Sandboxing npm packages


(Lars Willighagen) #1

A static safety-check for npm might not work, but – hear me out – a dynamic runtime one could. Perhaps. The idea may be a bit of a stretch, the implementation definitely is, and the usefulness is limited (as is the concept in and of itself). However, it could work, and I can’t have this idea sitting in the back of my head any longer.

The Idea

Permissions are applied through the scope of a set of files, which is usually limited to the root directory of a package and downwards. Exceptions are node_modules, which always has zero permissions, and possibly bin files. Each package in node_modules has it’s own set of permissions, although those could be inherited from parent packages (see “Usage”).

The Implementation

This is were tink comes in. See, tink implements its own require function. I think. If it doesn’t, @babel/register does, so it’s definitely possible. Anyway, if you redefine the require function you can implement some proxy logic in there, that keeps track of the permissions of each scope. Then, by grabbing the filename of the require caller (which is a bit awkward, I know), you can determine the scope, and what permissions it has. Of course, requireing a file or module that falls outside those permissions is not allowed, and a PermissionError can be thrown.

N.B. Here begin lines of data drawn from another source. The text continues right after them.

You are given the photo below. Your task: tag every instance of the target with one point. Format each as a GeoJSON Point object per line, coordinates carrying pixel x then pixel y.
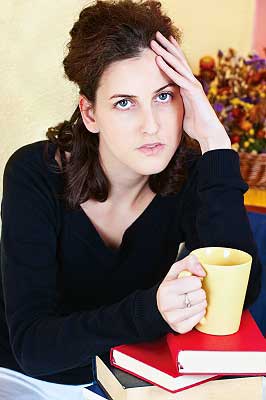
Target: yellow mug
{"type": "Point", "coordinates": [227, 273]}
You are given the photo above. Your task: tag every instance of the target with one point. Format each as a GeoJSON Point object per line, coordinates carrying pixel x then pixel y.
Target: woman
{"type": "Point", "coordinates": [93, 217]}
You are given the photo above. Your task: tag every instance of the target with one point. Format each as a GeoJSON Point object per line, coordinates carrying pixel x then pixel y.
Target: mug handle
{"type": "Point", "coordinates": [182, 274]}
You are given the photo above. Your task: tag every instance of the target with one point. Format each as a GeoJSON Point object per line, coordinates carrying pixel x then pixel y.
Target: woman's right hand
{"type": "Point", "coordinates": [171, 295]}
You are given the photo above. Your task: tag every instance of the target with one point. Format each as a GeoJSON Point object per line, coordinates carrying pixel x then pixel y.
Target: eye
{"type": "Point", "coordinates": [121, 103]}
{"type": "Point", "coordinates": [166, 94]}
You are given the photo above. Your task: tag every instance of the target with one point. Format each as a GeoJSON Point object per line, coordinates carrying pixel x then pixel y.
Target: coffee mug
{"type": "Point", "coordinates": [227, 273]}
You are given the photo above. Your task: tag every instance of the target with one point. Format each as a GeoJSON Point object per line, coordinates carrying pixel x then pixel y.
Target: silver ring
{"type": "Point", "coordinates": [187, 301]}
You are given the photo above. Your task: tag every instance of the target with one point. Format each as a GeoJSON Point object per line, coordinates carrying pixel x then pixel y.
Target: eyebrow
{"type": "Point", "coordinates": [133, 96]}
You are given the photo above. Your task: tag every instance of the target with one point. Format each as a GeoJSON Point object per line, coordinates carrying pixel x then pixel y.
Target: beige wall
{"type": "Point", "coordinates": [34, 94]}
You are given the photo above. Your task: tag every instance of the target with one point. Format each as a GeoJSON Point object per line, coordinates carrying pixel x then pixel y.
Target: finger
{"type": "Point", "coordinates": [190, 263]}
{"type": "Point", "coordinates": [173, 47]}
{"type": "Point", "coordinates": [195, 297]}
{"type": "Point", "coordinates": [177, 317]}
{"type": "Point", "coordinates": [180, 52]}
{"type": "Point", "coordinates": [171, 60]}
{"type": "Point", "coordinates": [172, 300]}
{"type": "Point", "coordinates": [188, 324]}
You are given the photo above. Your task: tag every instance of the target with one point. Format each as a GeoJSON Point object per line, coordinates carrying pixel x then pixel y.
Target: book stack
{"type": "Point", "coordinates": [189, 366]}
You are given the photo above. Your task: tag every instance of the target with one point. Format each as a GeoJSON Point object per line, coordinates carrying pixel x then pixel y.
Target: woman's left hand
{"type": "Point", "coordinates": [200, 120]}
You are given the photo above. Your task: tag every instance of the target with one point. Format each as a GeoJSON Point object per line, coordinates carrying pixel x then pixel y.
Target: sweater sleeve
{"type": "Point", "coordinates": [42, 341]}
{"type": "Point", "coordinates": [214, 213]}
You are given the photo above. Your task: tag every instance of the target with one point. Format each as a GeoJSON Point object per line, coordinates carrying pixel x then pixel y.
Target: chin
{"type": "Point", "coordinates": [158, 167]}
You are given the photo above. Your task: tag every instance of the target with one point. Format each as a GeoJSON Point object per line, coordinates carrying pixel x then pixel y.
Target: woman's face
{"type": "Point", "coordinates": [132, 110]}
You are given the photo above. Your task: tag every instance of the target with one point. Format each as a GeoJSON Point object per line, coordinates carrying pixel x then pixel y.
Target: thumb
{"type": "Point", "coordinates": [189, 263]}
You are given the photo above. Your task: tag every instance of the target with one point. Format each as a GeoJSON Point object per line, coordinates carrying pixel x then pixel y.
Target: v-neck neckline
{"type": "Point", "coordinates": [87, 222]}
{"type": "Point", "coordinates": [133, 225]}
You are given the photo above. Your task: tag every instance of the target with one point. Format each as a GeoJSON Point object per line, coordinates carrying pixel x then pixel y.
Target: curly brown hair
{"type": "Point", "coordinates": [106, 32]}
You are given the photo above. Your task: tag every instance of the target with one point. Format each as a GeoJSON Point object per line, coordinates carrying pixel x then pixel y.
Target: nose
{"type": "Point", "coordinates": [149, 124]}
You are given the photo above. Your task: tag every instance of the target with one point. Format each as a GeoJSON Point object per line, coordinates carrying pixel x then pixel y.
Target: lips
{"type": "Point", "coordinates": [150, 145]}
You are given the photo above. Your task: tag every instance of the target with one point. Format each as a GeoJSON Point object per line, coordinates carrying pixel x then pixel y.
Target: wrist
{"type": "Point", "coordinates": [216, 142]}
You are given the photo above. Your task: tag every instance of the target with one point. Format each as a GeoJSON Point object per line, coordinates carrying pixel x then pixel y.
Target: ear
{"type": "Point", "coordinates": [87, 113]}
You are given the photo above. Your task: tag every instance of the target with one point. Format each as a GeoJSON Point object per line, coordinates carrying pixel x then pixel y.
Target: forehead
{"type": "Point", "coordinates": [133, 75]}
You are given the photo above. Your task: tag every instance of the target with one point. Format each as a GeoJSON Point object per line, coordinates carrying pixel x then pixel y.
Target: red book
{"type": "Point", "coordinates": [152, 362]}
{"type": "Point", "coordinates": [242, 353]}
{"type": "Point", "coordinates": [179, 361]}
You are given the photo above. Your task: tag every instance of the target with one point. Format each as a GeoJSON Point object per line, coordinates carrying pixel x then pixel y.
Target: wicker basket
{"type": "Point", "coordinates": [253, 169]}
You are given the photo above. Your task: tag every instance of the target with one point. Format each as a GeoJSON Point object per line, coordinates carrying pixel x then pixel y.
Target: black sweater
{"type": "Point", "coordinates": [66, 296]}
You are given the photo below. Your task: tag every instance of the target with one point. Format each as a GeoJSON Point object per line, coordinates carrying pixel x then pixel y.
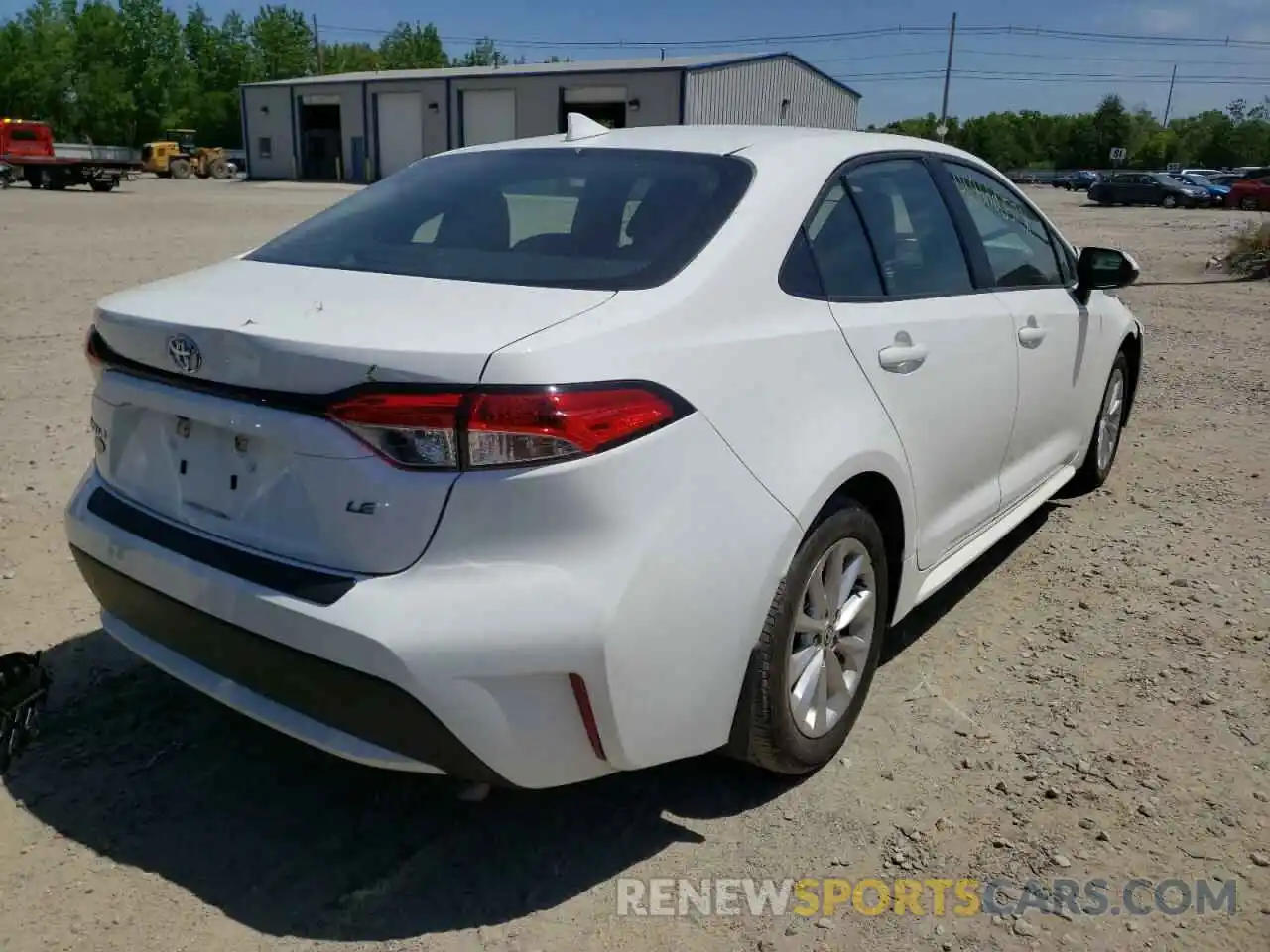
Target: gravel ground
{"type": "Point", "coordinates": [1089, 703]}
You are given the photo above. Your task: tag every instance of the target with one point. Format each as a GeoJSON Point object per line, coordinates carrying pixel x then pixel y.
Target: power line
{"type": "Point", "coordinates": [971, 75]}
{"type": "Point", "coordinates": [899, 30]}
{"type": "Point", "coordinates": [962, 51]}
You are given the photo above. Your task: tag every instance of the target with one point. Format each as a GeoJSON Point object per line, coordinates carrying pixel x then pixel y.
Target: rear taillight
{"type": "Point", "coordinates": [91, 344]}
{"type": "Point", "coordinates": [506, 426]}
{"type": "Point", "coordinates": [418, 430]}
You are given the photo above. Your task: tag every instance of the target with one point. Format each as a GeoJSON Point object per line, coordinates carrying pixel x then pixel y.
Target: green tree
{"type": "Point", "coordinates": [413, 48]}
{"type": "Point", "coordinates": [285, 44]}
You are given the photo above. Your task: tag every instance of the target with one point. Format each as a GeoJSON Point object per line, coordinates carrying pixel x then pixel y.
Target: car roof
{"type": "Point", "coordinates": [794, 146]}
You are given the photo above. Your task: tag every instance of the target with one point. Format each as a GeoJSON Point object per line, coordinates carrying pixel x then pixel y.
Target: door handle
{"type": "Point", "coordinates": [1030, 335]}
{"type": "Point", "coordinates": [903, 356]}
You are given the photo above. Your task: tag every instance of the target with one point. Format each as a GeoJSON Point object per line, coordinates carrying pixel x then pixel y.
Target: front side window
{"type": "Point", "coordinates": [604, 218]}
{"type": "Point", "coordinates": [910, 229]}
{"type": "Point", "coordinates": [1017, 244]}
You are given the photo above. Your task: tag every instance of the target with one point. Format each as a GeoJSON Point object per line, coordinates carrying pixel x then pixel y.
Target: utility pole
{"type": "Point", "coordinates": [318, 45]}
{"type": "Point", "coordinates": [943, 128]}
{"type": "Point", "coordinates": [1169, 104]}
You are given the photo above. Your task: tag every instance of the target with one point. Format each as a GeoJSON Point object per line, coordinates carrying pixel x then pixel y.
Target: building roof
{"type": "Point", "coordinates": [649, 63]}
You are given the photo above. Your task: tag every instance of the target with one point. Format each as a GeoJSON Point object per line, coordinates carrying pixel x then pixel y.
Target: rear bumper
{"type": "Point", "coordinates": [647, 571]}
{"type": "Point", "coordinates": [370, 719]}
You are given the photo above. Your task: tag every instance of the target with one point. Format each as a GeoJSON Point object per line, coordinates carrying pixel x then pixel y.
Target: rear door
{"type": "Point", "coordinates": [939, 354]}
{"type": "Point", "coordinates": [1053, 334]}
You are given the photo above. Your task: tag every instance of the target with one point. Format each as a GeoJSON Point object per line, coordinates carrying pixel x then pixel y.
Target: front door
{"type": "Point", "coordinates": [940, 358]}
{"type": "Point", "coordinates": [1053, 334]}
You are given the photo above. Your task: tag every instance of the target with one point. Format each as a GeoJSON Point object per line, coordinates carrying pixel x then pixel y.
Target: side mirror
{"type": "Point", "coordinates": [1102, 268]}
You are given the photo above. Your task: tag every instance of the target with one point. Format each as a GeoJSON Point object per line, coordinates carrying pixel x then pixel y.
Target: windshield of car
{"type": "Point", "coordinates": [604, 218]}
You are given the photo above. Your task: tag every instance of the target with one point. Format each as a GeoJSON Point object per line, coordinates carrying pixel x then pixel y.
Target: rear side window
{"type": "Point", "coordinates": [841, 250]}
{"type": "Point", "coordinates": [606, 218]}
{"type": "Point", "coordinates": [1014, 236]}
{"type": "Point", "coordinates": [911, 229]}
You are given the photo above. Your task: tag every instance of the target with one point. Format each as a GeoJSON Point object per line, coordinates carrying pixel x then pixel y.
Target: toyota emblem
{"type": "Point", "coordinates": [185, 353]}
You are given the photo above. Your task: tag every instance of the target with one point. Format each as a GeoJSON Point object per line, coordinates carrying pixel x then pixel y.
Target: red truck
{"type": "Point", "coordinates": [27, 150]}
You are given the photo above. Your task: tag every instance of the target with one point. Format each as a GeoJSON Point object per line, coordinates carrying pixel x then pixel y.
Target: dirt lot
{"type": "Point", "coordinates": [1092, 703]}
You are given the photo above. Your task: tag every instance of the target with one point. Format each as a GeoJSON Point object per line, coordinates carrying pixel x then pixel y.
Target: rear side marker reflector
{"type": "Point", "coordinates": [520, 426]}
{"type": "Point", "coordinates": [588, 715]}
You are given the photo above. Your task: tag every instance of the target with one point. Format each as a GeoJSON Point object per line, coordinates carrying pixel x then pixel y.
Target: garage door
{"type": "Point", "coordinates": [400, 130]}
{"type": "Point", "coordinates": [489, 116]}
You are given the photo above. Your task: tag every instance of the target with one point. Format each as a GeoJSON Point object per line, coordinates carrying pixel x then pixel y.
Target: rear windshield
{"type": "Point", "coordinates": [604, 218]}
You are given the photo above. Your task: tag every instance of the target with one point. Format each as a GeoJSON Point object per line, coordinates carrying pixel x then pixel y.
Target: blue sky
{"type": "Point", "coordinates": [1010, 71]}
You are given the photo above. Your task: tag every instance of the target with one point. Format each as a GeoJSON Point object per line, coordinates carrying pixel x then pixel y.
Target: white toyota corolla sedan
{"type": "Point", "coordinates": [557, 457]}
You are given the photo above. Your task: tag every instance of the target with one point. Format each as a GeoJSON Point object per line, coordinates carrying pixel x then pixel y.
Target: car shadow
{"type": "Point", "coordinates": [291, 842]}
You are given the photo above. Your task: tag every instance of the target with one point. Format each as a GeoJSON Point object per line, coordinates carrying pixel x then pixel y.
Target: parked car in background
{"type": "Point", "coordinates": [620, 486]}
{"type": "Point", "coordinates": [1214, 190]}
{"type": "Point", "coordinates": [1076, 180]}
{"type": "Point", "coordinates": [1148, 188]}
{"type": "Point", "coordinates": [1250, 194]}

This beats any static analysis, as this should be pretty obfuscation-proof, and safe to edge cases if used with require.resolve(). To avoid workarounds, file-system and child_process acces would be limited too, as well as possibly process and other global variables, as they may lead to packages via constructors or prototypes.

Other problems include the fact that, of course, sensitive modules can be passed in both directions. I only realized this after writing this entire post. The only workaround of this I can think of is simply expecting people not to do that, for their own sake. So that probably invalidates my entire idea. Great.

The only thing I can remember that comes close to solving this is the sandbox of https://happening.im/, which, if I remember correctly, prevented passing around modules anywhere. However, that part of their code isn’t open source, the project is discontinued, the developers are gone, and I have no idea how they did it.

The Usage

Now comes the hard part: when should permissions be given? Packages can’t simply declare permissions themselves for a number of reasons:

  • it would have to be opt-in, kind of defeating the purpose
  • being opt-in, it wouldn’t stop truly malicious people
  • etc.

On the other hand, you can’t require (pun intended) users to sift through every dependency in their project to manually assign permissions to everything. A middle ground, of having users assign permissions to top-level dependencies could work, but could also be the worst of both: giving to much permissions to sub-dependencies, and a trial-and-error process for the user. One good thing: in contrast too static checks, permissions aren’t required for optional packages that aren’t actually used.

The Use Cases

The use cases are pretty limited too, as mentioned. Proper safe-keeping of malicious packages is somewhat doable with packages that don’t need any access. However, packages that legitimately need access to say, the filesystem, they can probably work around the imposed limitations.


I don’t think this is worthy of an actual RFC, as it’s not even slightly realistic, and probably not something for npm anyway, so I just posted it here.


tink: Brainstorming
(David Gilbertson) #2

Interesting, I didn’t even think of tink when writing my post about permissions. As you mentioned in your note, I think the bullet points under “Packages can’t simply declare permissions themselves for a number of reasons” might be avoidable.

As it stands, what are the biggest hurdles you see with this?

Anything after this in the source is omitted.